Entre 2011 et 2017, Bieke Depoorter, membre de l’agence Magnum Photo, a photographié de nuit des familles égyptiennes dans leurs intérieurs. Son livre Mumkin – Est-ce possible ? réunit des voix de toute la société autour des images. Elle nous raconte l’histoire de ce projet participatif.
Du chemin de fer russe aux méandres du Nil
Encore étudiante, Bieke Depoorter imagine en 2009 un projet photographique sur la ligne du Transsibérien, en Russie. Confrontée à l’absence d’hôtels dans les zones qu’elle visite, elle commence à dormir au gré des rencontres, chez les habitants qui acceptent de l’héberger.
Dès la première nuit, et peut-être pour la première fois, je me suis sentie en accord avec la photographie. Auparavant, j’avais toujours l’impression de voler des images aux personnes que je photographiais. Au bout de quelques heures seulement, les personnes s’ouvraient très facilement, même si nous ne parlions pas la même langue. C’était très singulier pour moi. C’est pourquoi j’ai décidé de continuer ainsi et j’ai laissé de côté tout le projet sur le Transsibérien. Je ne photographiais plus qu’à l’intérieur des habitations où je dormais, chaque nuit.
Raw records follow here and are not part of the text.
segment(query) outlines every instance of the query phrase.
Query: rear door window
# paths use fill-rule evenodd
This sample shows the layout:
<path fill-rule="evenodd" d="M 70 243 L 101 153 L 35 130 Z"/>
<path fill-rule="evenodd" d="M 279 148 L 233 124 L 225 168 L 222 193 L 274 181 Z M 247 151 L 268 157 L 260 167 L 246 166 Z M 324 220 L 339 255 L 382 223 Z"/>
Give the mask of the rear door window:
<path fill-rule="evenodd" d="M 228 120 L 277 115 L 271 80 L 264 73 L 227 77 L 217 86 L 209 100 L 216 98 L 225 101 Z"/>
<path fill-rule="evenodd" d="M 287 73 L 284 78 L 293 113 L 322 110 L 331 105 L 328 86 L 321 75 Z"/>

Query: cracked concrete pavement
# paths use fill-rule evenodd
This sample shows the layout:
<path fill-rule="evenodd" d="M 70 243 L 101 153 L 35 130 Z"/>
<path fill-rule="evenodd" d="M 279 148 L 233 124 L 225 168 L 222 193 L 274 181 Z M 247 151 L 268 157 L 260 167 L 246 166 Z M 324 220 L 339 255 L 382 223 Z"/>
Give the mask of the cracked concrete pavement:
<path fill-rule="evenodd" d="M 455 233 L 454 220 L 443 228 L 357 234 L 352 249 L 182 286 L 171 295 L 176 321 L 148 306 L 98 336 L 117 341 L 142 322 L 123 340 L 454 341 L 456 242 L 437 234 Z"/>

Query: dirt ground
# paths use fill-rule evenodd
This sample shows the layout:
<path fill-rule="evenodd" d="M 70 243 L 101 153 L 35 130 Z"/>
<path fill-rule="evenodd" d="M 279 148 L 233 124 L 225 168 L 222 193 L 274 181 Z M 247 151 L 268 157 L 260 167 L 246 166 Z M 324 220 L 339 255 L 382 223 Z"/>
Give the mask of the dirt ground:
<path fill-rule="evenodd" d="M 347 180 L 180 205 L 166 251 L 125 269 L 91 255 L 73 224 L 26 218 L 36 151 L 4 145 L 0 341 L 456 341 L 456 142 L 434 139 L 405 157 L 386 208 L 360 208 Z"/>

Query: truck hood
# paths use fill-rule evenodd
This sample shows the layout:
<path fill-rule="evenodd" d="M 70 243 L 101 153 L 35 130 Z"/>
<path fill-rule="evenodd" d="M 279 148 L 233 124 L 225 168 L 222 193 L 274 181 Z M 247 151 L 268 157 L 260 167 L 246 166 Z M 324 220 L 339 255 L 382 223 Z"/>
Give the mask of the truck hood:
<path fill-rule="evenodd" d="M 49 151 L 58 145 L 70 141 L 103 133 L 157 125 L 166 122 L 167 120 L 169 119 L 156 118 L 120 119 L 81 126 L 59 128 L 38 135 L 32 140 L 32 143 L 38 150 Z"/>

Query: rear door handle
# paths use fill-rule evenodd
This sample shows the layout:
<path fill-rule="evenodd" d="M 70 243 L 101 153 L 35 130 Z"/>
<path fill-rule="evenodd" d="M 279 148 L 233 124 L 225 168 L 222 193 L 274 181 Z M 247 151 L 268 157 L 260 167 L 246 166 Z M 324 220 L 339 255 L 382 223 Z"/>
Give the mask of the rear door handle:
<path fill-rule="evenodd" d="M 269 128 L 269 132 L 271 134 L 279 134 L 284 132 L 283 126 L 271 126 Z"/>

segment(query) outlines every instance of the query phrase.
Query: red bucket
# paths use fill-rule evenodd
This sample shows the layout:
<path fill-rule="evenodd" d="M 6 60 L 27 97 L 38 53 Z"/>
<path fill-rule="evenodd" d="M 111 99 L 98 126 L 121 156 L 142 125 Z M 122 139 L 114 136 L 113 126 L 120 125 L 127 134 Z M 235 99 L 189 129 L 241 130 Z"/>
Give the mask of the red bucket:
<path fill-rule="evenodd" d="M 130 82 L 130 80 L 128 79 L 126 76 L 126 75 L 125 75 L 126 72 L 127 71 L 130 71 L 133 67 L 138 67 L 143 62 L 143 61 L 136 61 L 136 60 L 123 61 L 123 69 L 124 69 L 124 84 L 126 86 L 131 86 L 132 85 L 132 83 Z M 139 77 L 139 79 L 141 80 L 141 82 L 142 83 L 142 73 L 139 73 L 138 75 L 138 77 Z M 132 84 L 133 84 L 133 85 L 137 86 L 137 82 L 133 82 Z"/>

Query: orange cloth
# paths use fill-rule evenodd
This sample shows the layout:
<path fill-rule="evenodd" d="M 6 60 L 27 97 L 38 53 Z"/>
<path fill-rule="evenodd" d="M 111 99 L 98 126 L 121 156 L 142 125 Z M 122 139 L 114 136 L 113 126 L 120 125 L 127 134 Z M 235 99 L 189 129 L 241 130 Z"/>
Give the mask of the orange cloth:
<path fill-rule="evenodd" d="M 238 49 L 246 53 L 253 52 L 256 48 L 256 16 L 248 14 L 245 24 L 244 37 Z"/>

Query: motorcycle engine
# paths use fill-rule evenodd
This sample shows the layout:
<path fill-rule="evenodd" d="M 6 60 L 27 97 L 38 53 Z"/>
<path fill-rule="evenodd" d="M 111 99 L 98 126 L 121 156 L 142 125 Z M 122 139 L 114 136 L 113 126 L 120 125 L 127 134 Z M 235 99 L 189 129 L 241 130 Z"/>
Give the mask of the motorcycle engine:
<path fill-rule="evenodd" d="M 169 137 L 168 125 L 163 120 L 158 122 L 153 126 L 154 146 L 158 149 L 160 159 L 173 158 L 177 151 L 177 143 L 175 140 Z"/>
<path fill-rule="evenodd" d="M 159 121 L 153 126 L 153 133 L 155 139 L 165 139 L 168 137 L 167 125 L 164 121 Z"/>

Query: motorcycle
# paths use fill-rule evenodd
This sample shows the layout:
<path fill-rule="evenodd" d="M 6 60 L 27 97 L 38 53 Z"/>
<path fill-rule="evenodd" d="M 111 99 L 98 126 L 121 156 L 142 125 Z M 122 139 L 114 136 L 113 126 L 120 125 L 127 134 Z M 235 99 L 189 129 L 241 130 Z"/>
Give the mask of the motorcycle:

En 2011, avec trois autres photographes belges, elle reçoit la proposition de photographier au Caire, en marge de la révolution. Sans idée de départ, elle découvre la capitale égyptienne et s’aperçoit que la vie privée y est très protégée. Elle est volontiers conviée à boire le thé dans le premier salon des maisons, mais l’entrée des autres pièces lui est défendu. La télévision diffuse des annonces officielles incitant à la suspicion envers les étrangers, désignés comme des espions.
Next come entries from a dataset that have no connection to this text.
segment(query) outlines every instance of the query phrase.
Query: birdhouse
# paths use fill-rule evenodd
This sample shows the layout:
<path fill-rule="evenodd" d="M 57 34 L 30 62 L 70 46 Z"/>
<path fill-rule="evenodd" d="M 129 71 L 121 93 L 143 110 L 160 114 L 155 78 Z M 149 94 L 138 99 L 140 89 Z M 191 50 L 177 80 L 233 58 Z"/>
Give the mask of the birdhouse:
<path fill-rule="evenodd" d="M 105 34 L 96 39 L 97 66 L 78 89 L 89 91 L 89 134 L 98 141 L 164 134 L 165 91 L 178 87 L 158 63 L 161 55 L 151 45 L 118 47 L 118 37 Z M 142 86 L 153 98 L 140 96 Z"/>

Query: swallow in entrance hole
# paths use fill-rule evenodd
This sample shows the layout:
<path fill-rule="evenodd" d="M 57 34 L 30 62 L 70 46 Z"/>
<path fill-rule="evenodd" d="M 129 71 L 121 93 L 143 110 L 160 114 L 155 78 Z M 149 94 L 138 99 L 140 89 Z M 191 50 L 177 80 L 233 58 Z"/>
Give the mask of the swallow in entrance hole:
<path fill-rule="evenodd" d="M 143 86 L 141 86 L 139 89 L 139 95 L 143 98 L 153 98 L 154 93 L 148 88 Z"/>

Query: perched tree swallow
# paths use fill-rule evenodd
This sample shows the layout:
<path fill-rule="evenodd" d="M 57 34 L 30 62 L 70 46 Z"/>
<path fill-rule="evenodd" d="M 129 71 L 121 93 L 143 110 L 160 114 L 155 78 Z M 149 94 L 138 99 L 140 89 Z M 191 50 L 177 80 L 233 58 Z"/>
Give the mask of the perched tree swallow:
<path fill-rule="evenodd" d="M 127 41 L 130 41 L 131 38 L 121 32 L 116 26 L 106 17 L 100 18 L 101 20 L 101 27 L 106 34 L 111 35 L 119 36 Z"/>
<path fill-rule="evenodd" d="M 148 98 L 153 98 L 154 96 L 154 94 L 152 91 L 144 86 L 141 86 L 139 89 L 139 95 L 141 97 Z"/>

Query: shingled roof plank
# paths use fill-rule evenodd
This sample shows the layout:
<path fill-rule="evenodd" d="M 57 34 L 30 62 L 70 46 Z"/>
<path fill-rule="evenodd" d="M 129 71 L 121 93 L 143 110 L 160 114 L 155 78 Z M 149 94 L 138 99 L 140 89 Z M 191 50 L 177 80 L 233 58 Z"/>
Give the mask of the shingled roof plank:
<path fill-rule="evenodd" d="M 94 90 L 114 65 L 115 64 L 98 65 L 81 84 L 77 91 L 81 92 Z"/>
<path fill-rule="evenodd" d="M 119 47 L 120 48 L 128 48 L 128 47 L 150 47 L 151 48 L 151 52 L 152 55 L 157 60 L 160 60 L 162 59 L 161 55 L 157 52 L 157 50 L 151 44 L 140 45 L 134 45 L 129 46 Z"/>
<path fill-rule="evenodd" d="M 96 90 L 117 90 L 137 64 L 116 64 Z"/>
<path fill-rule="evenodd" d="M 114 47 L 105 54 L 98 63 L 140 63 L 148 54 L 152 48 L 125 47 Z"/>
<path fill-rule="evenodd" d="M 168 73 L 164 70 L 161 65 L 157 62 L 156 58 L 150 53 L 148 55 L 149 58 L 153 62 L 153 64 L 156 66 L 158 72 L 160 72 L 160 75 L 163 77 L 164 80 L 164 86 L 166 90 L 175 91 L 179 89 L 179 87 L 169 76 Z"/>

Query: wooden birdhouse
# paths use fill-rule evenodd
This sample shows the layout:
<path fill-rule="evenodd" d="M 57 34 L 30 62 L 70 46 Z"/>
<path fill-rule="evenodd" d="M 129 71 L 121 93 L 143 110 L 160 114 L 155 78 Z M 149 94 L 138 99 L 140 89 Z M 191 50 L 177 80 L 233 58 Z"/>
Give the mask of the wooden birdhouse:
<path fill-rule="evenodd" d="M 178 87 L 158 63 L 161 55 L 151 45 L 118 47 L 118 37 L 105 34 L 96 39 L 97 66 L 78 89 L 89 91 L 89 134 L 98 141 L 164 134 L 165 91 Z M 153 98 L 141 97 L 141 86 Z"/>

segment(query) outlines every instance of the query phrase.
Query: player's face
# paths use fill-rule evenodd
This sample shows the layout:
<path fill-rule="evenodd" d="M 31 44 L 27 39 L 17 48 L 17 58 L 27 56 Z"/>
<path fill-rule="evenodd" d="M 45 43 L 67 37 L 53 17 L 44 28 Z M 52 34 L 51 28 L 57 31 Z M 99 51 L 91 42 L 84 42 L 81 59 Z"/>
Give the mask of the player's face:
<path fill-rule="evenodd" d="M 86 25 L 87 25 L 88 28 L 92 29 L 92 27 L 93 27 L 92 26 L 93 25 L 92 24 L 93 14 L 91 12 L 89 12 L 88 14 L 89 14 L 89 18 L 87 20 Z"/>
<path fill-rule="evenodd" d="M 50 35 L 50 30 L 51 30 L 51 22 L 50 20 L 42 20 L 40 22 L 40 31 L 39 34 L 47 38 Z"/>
La méfiance régnait partout, la possibilité même de photographier semblait compromise. J’ai alors pensé que si je souhaitais une dernière fois photographier de cette manière, en passant chaque nuit de maison en maison, c’est ici je devais le faire, justement parce que cela semblait si difficile. J’ai essayé de faire l’impossible, et ce projet a dépassé le cadre de la commande pour devenir un projet personnel et s’étendre à toute l’Égypte. Finalement je suis retournée huit fois en Égypte, entre 2011 et 2017.
Accompagnée d’une amie interprète, elle séjourne dans différents quartiers de la capitale avant de gagner le nord de l’Égypte et de suivre le cours du Nil, jusqu’à Louxor et Assouan. Elle marque des étapes dans des petits villages du Fayoum, et s’arrête dans des lieux importants au regard de l’histoire récente du pays, comme al-Mahalla, un des épicentres de la Révolution, ou encore al-Minya, où vit une importante communauté chrétienne, mise en péril.
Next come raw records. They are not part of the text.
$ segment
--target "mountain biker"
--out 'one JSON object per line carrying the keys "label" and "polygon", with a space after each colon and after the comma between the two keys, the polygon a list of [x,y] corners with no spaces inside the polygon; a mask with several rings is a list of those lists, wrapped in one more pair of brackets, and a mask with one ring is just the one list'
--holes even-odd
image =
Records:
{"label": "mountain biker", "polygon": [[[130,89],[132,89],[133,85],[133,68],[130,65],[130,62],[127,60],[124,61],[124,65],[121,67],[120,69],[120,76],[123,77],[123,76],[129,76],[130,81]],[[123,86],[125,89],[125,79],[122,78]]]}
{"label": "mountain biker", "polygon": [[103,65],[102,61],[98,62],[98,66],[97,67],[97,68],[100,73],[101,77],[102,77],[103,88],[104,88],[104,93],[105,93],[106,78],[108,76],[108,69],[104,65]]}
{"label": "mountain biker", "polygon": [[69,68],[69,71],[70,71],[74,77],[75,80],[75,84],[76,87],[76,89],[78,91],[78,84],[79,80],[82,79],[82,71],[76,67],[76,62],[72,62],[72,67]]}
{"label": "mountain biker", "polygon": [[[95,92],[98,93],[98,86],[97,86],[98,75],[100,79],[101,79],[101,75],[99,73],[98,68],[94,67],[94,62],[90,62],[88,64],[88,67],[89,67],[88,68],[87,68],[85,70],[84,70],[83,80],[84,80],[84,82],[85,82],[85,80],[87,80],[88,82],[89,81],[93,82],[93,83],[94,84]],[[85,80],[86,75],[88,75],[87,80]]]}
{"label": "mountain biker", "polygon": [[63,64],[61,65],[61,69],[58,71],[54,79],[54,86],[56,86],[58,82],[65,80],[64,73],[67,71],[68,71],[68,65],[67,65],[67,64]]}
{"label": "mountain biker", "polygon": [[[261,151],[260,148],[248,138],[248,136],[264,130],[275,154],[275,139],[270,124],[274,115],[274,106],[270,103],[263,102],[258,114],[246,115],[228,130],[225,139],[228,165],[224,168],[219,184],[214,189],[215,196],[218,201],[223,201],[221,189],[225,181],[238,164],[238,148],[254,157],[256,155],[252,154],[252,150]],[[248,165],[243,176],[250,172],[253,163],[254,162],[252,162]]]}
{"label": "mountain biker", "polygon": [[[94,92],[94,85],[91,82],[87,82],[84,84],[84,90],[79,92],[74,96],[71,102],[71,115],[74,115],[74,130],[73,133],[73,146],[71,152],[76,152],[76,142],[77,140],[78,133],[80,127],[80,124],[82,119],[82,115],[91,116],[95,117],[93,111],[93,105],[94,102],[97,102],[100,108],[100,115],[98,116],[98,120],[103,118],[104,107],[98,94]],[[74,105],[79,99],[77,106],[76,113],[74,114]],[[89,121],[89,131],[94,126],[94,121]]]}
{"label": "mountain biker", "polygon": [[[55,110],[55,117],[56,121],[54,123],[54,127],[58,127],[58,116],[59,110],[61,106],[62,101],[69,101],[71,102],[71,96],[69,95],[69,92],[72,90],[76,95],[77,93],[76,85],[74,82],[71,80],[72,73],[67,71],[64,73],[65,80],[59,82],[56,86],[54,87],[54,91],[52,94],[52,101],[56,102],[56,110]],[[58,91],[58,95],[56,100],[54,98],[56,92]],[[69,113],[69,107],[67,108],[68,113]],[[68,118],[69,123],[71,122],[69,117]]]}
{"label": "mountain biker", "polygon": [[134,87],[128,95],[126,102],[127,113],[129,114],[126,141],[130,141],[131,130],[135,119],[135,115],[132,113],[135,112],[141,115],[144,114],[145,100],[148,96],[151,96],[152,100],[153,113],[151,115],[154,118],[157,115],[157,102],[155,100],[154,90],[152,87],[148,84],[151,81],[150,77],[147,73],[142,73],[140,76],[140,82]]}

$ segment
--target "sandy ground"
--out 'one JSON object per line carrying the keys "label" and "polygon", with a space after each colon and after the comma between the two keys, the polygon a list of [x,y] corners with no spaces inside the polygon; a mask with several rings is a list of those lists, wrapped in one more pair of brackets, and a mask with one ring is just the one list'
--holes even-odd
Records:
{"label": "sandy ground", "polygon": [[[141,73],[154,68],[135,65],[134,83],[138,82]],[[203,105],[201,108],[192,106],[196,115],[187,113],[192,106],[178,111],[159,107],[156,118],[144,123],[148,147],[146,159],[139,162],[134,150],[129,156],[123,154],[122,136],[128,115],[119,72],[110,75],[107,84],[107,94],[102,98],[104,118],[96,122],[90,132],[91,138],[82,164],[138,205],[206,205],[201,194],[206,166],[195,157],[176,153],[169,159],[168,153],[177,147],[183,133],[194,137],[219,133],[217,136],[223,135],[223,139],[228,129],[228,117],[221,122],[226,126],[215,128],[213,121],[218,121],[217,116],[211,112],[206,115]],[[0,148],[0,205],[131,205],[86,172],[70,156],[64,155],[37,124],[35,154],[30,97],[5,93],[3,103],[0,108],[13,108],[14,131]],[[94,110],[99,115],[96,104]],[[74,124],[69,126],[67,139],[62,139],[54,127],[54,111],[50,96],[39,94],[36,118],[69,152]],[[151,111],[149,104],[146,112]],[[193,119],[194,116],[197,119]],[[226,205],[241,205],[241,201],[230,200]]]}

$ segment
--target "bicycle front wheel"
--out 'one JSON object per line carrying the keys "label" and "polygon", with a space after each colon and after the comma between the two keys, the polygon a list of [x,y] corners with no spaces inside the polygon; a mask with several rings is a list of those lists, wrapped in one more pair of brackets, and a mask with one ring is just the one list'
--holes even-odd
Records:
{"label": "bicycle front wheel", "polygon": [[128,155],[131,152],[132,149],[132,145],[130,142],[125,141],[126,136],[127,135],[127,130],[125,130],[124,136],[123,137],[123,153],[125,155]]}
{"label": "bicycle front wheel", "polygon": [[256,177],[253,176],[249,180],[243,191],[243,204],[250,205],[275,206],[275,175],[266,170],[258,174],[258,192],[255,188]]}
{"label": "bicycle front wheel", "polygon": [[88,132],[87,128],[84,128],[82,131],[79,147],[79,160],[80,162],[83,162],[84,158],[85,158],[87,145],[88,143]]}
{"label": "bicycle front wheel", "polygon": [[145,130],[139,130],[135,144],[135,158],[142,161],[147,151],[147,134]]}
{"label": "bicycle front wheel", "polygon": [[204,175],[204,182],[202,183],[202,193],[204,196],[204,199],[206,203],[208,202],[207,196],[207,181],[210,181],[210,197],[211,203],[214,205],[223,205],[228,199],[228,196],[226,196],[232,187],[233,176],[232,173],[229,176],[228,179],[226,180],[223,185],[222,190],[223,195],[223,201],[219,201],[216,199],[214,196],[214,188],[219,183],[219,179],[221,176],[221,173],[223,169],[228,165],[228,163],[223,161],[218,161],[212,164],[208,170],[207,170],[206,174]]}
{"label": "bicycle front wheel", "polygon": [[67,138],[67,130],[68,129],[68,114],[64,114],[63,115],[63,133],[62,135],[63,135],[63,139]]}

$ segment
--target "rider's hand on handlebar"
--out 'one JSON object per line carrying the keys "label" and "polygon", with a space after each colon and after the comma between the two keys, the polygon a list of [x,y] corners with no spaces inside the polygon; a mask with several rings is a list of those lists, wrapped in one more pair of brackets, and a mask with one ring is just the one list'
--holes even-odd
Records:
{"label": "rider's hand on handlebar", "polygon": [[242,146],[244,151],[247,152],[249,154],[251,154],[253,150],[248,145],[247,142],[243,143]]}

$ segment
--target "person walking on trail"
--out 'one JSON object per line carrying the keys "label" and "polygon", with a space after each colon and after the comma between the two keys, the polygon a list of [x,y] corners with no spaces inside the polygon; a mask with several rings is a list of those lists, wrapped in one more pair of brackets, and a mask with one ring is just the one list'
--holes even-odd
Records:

Traduction de l’inscription en arabe
« Un conseil : tu devrais recommencer entièrement le livre. Prends des photos qui expriment quelque chose et qui parlent de la civilisation égyptienne. »
Intimités nocturnes
En séjournant seule chaque nuit auprès d’une famille différente, Bieke Depoorter parvient à instaurer une parenthèse de confiance commune, d’une grande rareté dans le contexte politique égyptien. Elle inscrit son projet dans une relation profondément humaine et fragile, où seule la complicité peut faire surgir la photographie. Dans l’intervalle éphémère d’une nuit, les personnes se livrent à elle comme à une amie d’un jour ou d’une vie, une inconnue soudain familière, une soeur qu’ils ne reverront jamais.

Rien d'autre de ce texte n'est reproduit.